Materials 101

A friend suggested I post about the materials that I use.

One of the most important lessons I learned while in art school was to use high quality supplies. Cheap paper, brushes and paints will do you no good.

The materials I use now are the same ones I used as a student – Windsor Newton brushes and paints (watercolor and gouache) and Arches paper. That’s it.

Here is the set up on my desktop when I paint. Brushes to the left, stretched paper in the middle, and palette and water to the right.

desktop

Brushes:

In my junior year at RISD, a teacher introduced me to W&N’s series 7 brushes. He extolled them as the gold standard of watercolor brushes. He was right. He claimed that while they were expensive – he was right – they would last a lifetime. He was wrong.

Lester recommended getting a series 7, number 7. He said that that one brush was all we would need to paint any picture, and for a couple years that’s all I used.

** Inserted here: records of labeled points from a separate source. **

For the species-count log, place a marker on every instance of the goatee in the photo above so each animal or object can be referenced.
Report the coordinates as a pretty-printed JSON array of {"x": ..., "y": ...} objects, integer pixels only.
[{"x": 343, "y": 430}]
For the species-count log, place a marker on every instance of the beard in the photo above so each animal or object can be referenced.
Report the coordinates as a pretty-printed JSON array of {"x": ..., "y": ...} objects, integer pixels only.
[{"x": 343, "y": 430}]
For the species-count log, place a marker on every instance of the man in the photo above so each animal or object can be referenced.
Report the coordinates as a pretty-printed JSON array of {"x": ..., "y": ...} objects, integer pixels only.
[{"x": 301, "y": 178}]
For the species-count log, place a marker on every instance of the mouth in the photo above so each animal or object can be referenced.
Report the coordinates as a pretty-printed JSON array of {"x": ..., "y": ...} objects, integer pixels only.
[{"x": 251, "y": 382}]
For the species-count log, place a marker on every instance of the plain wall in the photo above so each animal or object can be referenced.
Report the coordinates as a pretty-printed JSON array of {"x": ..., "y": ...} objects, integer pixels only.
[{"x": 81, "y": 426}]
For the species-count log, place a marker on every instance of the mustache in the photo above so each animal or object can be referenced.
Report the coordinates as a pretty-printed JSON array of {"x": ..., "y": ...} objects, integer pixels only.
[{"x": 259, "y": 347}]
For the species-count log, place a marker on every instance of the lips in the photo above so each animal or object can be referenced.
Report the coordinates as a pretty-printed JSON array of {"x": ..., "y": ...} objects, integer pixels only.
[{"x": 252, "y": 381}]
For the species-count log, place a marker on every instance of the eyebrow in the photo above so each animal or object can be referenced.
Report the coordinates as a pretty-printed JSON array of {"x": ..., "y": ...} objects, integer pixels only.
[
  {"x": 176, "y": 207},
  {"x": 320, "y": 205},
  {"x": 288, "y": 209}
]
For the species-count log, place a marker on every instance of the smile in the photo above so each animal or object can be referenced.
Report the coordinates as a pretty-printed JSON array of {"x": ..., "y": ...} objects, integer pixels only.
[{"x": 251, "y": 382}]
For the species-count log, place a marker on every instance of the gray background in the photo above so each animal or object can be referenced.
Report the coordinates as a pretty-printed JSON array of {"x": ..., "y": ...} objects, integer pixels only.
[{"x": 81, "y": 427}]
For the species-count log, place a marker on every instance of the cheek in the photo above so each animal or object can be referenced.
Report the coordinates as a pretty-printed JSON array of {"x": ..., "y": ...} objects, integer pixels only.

Here it is, my first series 7:

brush 1

As you can see, it did not last me a lifetime. Here are some pieces I did in my senior year with that brush:

fish men 1a

fish boat a

fish men 2a

I eventually got new brushes, in other sizes as well.

brushes 2

I use from 000 to number 9 – plus a couple big flat brushes for large washes. I made a wooden brush rest on which I line them up. When I need a brush I want to know exactly where to find it, without searching all over my desk for it.

brushes 3

 

The two brushes on the left are small bristle brushes with the tips trimmed short that I use to lift out highlights.

Paper:

I’ve tried lots of papers – Fabriano, Whatman, etc. – and while they all have things to recommend them, I prefer Arches – both hot and cold press – 140 lb, occasionally 90 lb. I tried others mostly because I wanted a really white paper. Arches had a slight yellow cast which caused problems during the printing of books. During the separations the scanner would read the yellowish tone. To get a white white, the scanner would have to compensate for that tone. The color balance of the rest of the painting was affected. When Arches came out with their “bright white” paper, I was back for good.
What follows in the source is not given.